Here's what the hardware looks like now. I put a beefy heatsink + fan on the power transistor. The tiny heatsink I was using before got quite hot testing a 12V battery at 150mA. On the right you can see one of the batteries I've been testing. I think this was salvaged from an old macbook, and was supposed to be rated for around 2000mAh. I tested it at 300mA which resulted in 1540mAh and also at 500mA which gave me 1082mAh. This leads me to believe that this cell is somewhat worn out and has a high internal resistance. It would be a good candidate for something that needs decent capacity but with low current draw.

Now that the software is almost done and the hardware is tested, it's time to take this off the breadboard and build it into a proper enclosure. I was going to use a metal project box, but since I have a pretty good heatsink now I can get away with using a plastic box. The software works well enough but I'm not quite ready to release it. I've been lazy with commenting so I need to go back and add some information and tidy up the code a bit.

After months of inactivity I've started working on this project again with some prodding from a friend.
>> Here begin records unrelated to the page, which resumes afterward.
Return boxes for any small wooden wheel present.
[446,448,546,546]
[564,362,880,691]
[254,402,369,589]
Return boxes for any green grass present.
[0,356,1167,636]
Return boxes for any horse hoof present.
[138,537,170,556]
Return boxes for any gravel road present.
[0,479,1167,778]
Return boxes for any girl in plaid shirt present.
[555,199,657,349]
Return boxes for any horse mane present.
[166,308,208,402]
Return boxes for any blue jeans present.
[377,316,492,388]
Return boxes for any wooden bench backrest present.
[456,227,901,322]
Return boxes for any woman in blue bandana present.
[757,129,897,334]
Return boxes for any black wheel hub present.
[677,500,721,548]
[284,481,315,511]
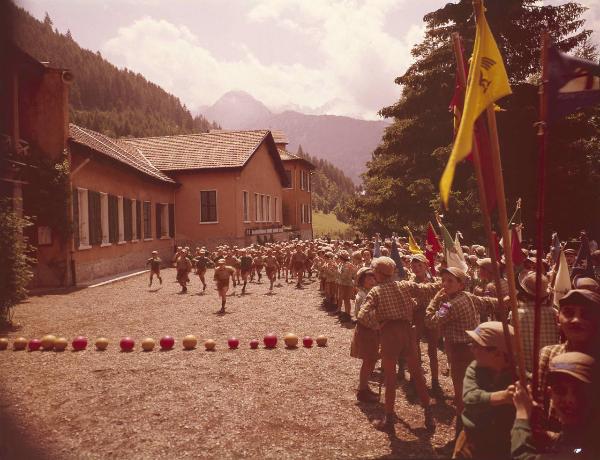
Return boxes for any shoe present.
[373,413,396,431]
[423,406,435,431]
[356,388,379,403]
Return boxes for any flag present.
[440,222,468,273]
[510,227,527,265]
[404,227,423,254]
[425,222,442,276]
[440,5,511,207]
[554,249,571,307]
[573,232,594,278]
[448,38,498,213]
[551,232,561,264]
[547,46,600,119]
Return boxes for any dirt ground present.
[0,269,454,459]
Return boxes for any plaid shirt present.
[509,301,559,372]
[358,281,440,329]
[425,291,498,343]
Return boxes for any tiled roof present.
[123,129,269,171]
[277,148,315,169]
[69,123,175,183]
[271,129,289,144]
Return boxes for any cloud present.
[101,0,424,118]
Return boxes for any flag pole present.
[452,32,516,375]
[532,32,560,398]
[473,0,527,388]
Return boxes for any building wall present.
[283,160,313,239]
[71,146,178,284]
[173,143,287,252]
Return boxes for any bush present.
[0,198,35,327]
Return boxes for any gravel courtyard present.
[0,269,454,459]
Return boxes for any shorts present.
[381,320,412,361]
[350,323,380,361]
[338,284,354,300]
[217,279,229,291]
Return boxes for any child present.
[214,259,235,313]
[452,321,515,459]
[511,351,600,460]
[537,289,600,431]
[425,267,498,434]
[146,251,162,287]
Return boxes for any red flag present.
[510,227,527,265]
[425,222,442,275]
[449,37,497,213]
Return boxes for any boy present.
[146,251,162,287]
[511,351,600,460]
[425,267,498,434]
[452,321,515,459]
[537,289,600,431]
[214,259,235,313]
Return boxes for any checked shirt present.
[425,291,498,343]
[358,281,440,329]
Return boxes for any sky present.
[16,0,600,119]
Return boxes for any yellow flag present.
[404,227,423,254]
[440,5,512,208]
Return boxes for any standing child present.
[452,321,515,459]
[214,259,235,313]
[146,251,162,287]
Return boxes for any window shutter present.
[135,200,142,240]
[169,203,175,238]
[155,203,162,238]
[123,198,133,241]
[71,188,79,249]
[108,195,119,243]
[88,190,102,245]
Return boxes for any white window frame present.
[117,196,127,244]
[100,192,112,248]
[131,198,139,243]
[77,187,92,250]
[200,189,219,225]
[242,190,250,223]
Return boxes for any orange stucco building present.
[0,48,314,286]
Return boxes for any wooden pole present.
[532,32,560,398]
[473,0,527,388]
[452,32,516,375]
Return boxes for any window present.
[200,190,217,223]
[258,195,265,222]
[143,201,152,240]
[77,188,90,249]
[88,190,102,246]
[108,195,119,243]
[123,198,133,241]
[254,193,260,222]
[242,192,250,222]
[135,200,142,240]
[117,196,125,243]
[100,193,110,246]
[266,196,272,222]
[169,203,175,238]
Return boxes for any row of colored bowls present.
[0,332,327,351]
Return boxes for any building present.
[273,131,315,240]
[0,47,314,287]
[123,130,289,247]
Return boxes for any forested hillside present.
[296,146,357,222]
[12,6,218,137]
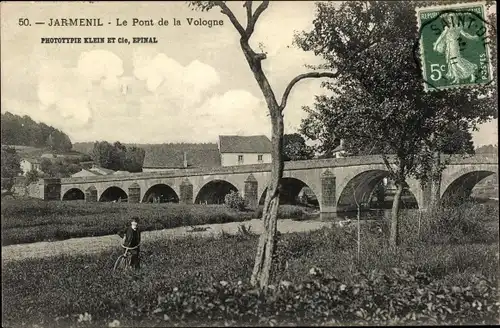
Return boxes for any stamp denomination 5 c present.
[417,3,492,91]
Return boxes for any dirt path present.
[2,219,332,263]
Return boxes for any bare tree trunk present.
[250,109,284,289]
[389,182,403,249]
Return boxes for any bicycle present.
[113,245,139,272]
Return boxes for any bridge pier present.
[244,173,259,209]
[179,178,193,204]
[85,186,97,203]
[128,183,141,203]
[320,169,337,213]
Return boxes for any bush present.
[149,268,500,326]
[224,190,245,211]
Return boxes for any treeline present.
[1,112,73,152]
[73,142,217,154]
[90,141,146,172]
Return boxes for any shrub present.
[2,219,499,327]
[224,190,245,211]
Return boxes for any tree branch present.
[280,72,340,111]
[215,1,249,39]
[243,1,252,28]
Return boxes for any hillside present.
[73,142,217,154]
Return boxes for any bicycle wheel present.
[113,255,128,272]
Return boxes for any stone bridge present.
[36,155,498,213]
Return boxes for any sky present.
[0,1,498,146]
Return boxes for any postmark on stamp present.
[416,3,493,91]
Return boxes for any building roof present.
[143,143,221,169]
[219,135,272,153]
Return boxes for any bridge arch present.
[337,168,420,212]
[440,167,498,205]
[259,177,320,207]
[194,179,238,204]
[142,183,179,203]
[99,186,128,202]
[62,188,85,200]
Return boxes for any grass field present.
[1,199,314,246]
[2,203,500,327]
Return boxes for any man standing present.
[118,217,141,269]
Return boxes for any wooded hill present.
[1,112,73,152]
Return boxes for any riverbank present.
[2,219,332,263]
[2,205,499,327]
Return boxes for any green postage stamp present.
[417,2,493,91]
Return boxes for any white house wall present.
[221,153,271,166]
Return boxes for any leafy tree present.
[296,1,497,247]
[91,141,146,172]
[283,133,314,161]
[40,158,82,178]
[124,147,146,172]
[188,1,352,289]
[1,146,22,190]
[24,170,43,186]
[90,141,113,168]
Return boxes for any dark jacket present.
[118,227,141,247]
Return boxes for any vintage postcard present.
[0,1,500,328]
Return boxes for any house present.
[217,135,272,166]
[20,158,42,175]
[142,143,221,172]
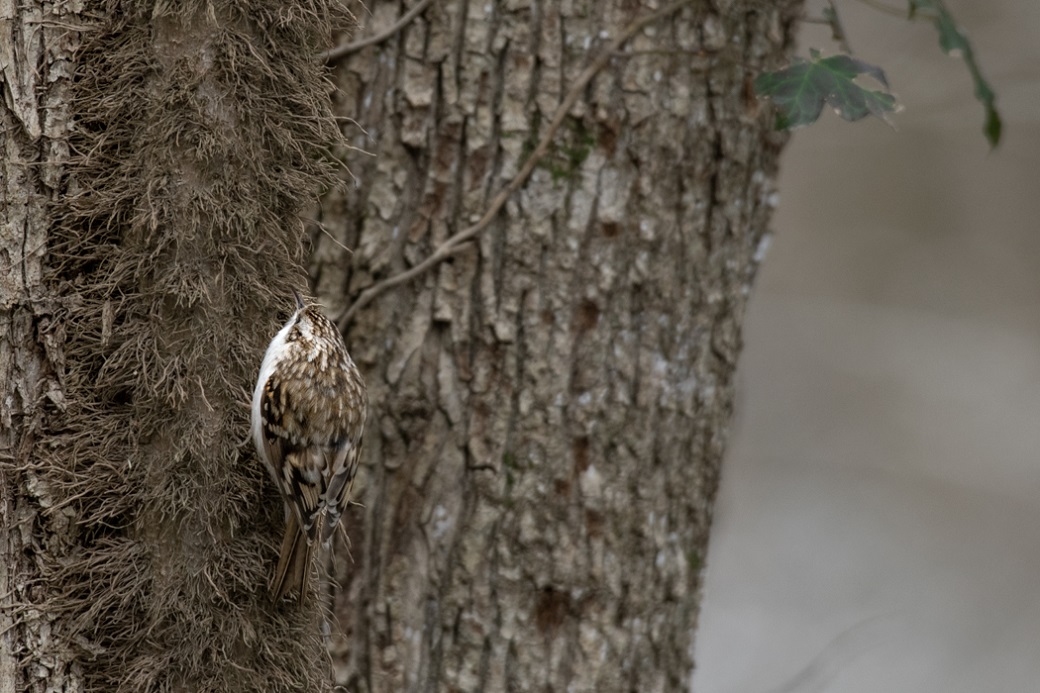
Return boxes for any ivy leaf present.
[754,50,899,130]
[910,0,1004,147]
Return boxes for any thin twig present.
[824,0,852,55]
[318,0,434,63]
[336,0,693,330]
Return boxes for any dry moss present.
[38,0,353,692]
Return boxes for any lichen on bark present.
[320,0,799,692]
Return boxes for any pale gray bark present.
[320,0,800,693]
[0,0,341,693]
[0,0,79,693]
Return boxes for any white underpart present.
[252,311,298,488]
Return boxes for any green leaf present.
[910,0,1004,147]
[754,50,898,130]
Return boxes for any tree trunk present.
[0,0,81,693]
[320,0,800,693]
[0,0,344,693]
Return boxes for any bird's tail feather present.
[270,513,311,601]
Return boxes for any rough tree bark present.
[311,0,800,693]
[0,0,80,693]
[0,0,346,693]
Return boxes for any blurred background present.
[695,0,1040,693]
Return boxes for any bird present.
[252,289,368,601]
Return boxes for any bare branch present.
[318,0,434,63]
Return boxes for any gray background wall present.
[695,0,1040,693]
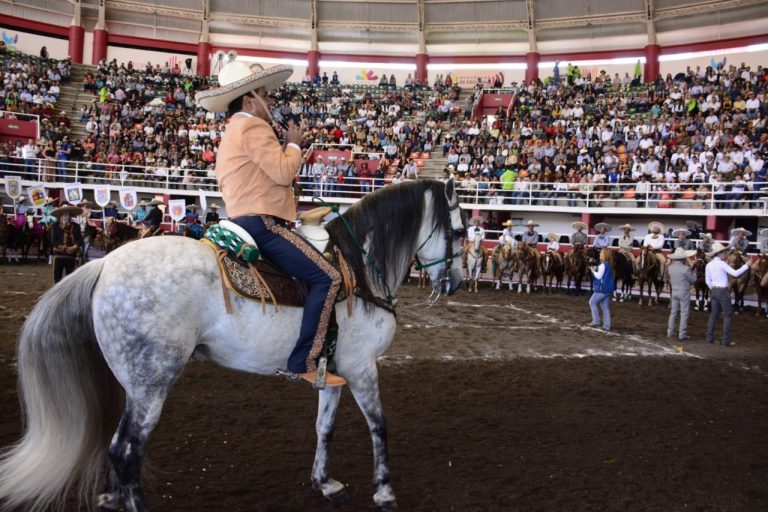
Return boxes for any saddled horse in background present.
[0,180,465,512]
[565,244,587,295]
[541,251,565,293]
[637,246,664,306]
[613,251,635,302]
[727,251,752,314]
[693,249,710,311]
[465,236,485,293]
[517,242,541,293]
[752,254,768,316]
[493,243,517,290]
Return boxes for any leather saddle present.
[202,208,353,313]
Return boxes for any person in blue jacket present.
[589,247,616,331]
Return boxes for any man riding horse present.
[619,223,637,274]
[462,215,488,274]
[196,61,346,386]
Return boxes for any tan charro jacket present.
[216,114,301,220]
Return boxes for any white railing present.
[0,159,768,216]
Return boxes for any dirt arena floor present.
[0,264,768,512]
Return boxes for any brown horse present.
[565,244,587,295]
[517,242,541,293]
[541,251,565,293]
[637,246,664,306]
[752,254,768,316]
[727,251,752,314]
[693,249,709,311]
[493,243,517,290]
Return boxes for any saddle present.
[200,208,354,315]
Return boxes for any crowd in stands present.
[442,63,768,208]
[0,44,72,174]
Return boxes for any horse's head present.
[416,180,462,295]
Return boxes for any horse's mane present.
[325,180,450,295]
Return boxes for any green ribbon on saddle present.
[203,224,259,263]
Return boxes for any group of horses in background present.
[465,239,768,315]
[0,213,52,263]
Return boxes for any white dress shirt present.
[705,256,749,289]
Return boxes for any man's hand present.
[285,121,304,146]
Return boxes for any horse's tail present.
[0,260,122,511]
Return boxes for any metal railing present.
[0,159,768,215]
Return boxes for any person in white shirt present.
[462,215,488,274]
[705,242,749,347]
[643,222,666,268]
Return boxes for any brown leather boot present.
[299,370,347,388]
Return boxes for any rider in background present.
[196,61,346,386]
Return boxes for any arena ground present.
[0,265,768,512]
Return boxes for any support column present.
[525,52,541,83]
[643,44,661,83]
[413,53,429,85]
[91,0,109,64]
[67,25,85,64]
[67,0,85,64]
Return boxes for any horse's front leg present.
[312,387,348,503]
[349,363,397,510]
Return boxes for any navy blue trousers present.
[230,215,341,373]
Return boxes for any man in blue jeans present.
[705,242,749,347]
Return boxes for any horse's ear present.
[445,178,456,203]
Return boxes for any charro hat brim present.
[195,61,293,112]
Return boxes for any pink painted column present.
[307,50,320,79]
[67,25,85,64]
[196,41,211,76]
[413,53,429,85]
[643,44,661,83]
[91,28,108,65]
[525,52,541,83]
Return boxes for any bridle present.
[416,201,466,294]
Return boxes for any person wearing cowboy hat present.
[667,247,696,341]
[592,222,611,250]
[704,242,749,347]
[522,220,539,246]
[133,199,149,224]
[51,206,83,283]
[728,228,752,254]
[619,223,637,273]
[196,61,346,386]
[699,233,712,254]
[462,215,488,273]
[205,203,219,226]
[571,221,589,246]
[643,221,667,268]
[758,228,768,254]
[672,228,693,251]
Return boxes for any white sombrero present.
[731,228,752,236]
[668,247,696,260]
[707,242,728,258]
[595,222,611,231]
[195,61,293,112]
[571,221,589,233]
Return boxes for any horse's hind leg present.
[312,387,348,503]
[349,367,397,510]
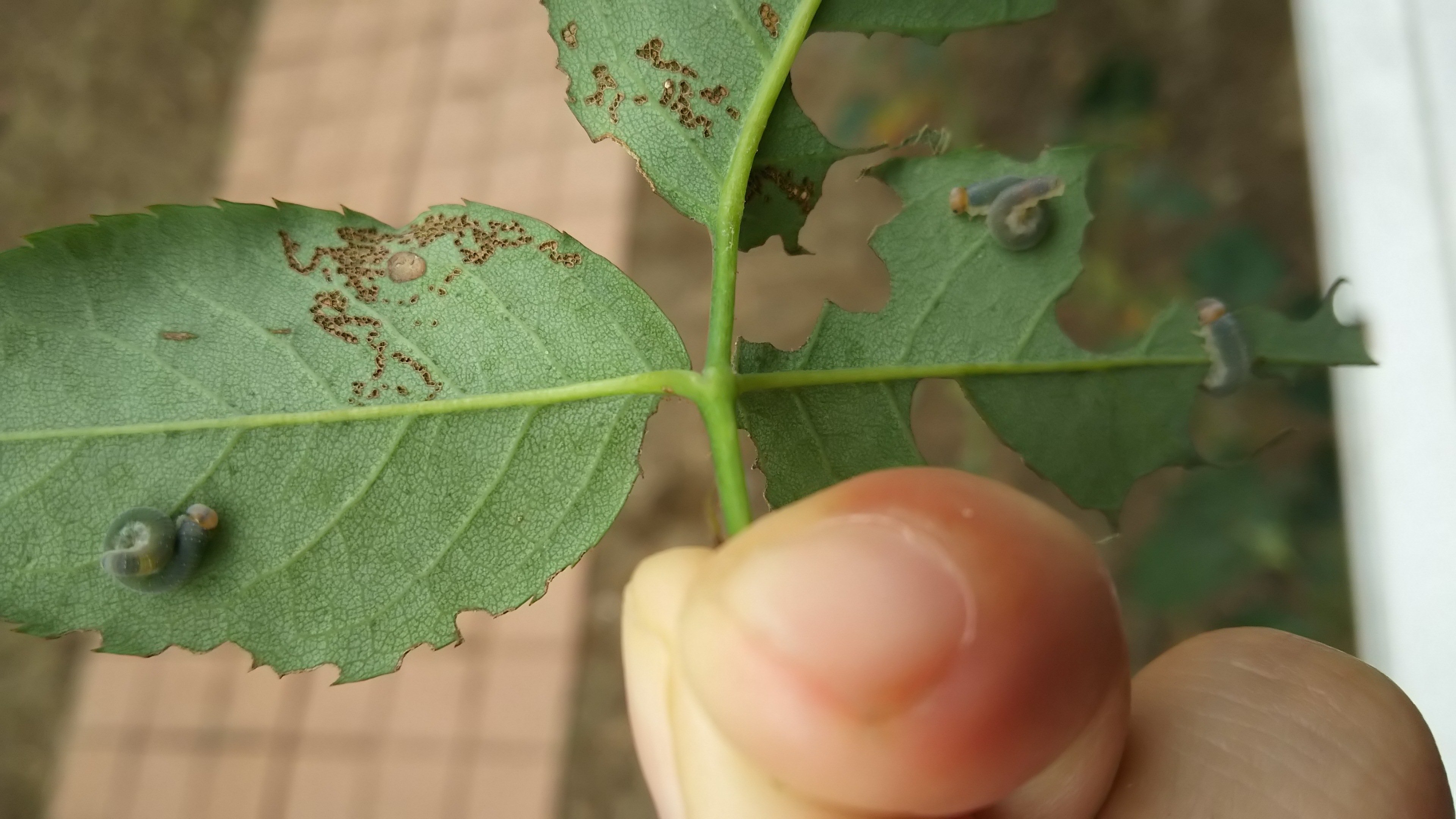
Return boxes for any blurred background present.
[0,0,1432,819]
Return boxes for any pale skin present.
[623,468,1453,819]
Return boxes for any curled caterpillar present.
[1194,299,1254,395]
[100,503,217,593]
[951,176,1067,251]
We prototyped the constant current load circuit. At first we tested the circuit just with a potentiometer providing the input. It worked fine, so we added an arduino to provide the PWM signal driving that controls the current draw. We also used a few analog inputs on the arduino to monitor the voltage on the current shunt resistor, and the input to the opamps.

We noticed that the voltages we were reading on the arduino were not stable at all, so we changed a couple things to improve that. First, by looking at our opamp input with an oscilloscope we noticed that the RC filter output had about 70mV of ripple. Not a whole lot, but something easily fixed by increasing the 15k resistor to 150k. That improved the readings a bit but didn't entirely fix the problem, so then we changed the code to take 50 samples in a row and average them. Now the readings are fine.

Because we're not using a signal conditioning amplifier, we don't have a whole lot of resolution to read the shunt resistor voltage. The current can be read to a resolution of about 10mA, which should be fine for this. I also decided to change the design of this project somewhat. I'm not so concerned about the charging, so I'm going to use a dedicated charger IC just to top off the battery before we do a load test, and recharge it after we're done. I also want this device to be usable without a PC, so I'll be adding an LCD screen and some controls to allow you to operate it completely PC-free.

I've designed the constant current load portion of this project, which you can see here:

https://www.circuitlab.com/circuit/vpe773/constant-current-load/

If you want to know how it works I describe the circuit in detail on that page, but the gist of it is that a PWM signal determines how much current the load will draw.

This circuit is fairly common, but typically uses an N-channel MOSFET instead of the two transistors I've used. A MOSFET would be problematic for my circuit, because the op-amp would have to output a voltage at least as high as the voltage across R2 plus the threshold voltage of the MOSFET, which is typically around 4V. With a 5V supply, that doesn't give me much room to work with. With two transistors set up as a darlington pair, I only need 1.4V for both transistors instead of 4V, which gives me a lot more breathing room.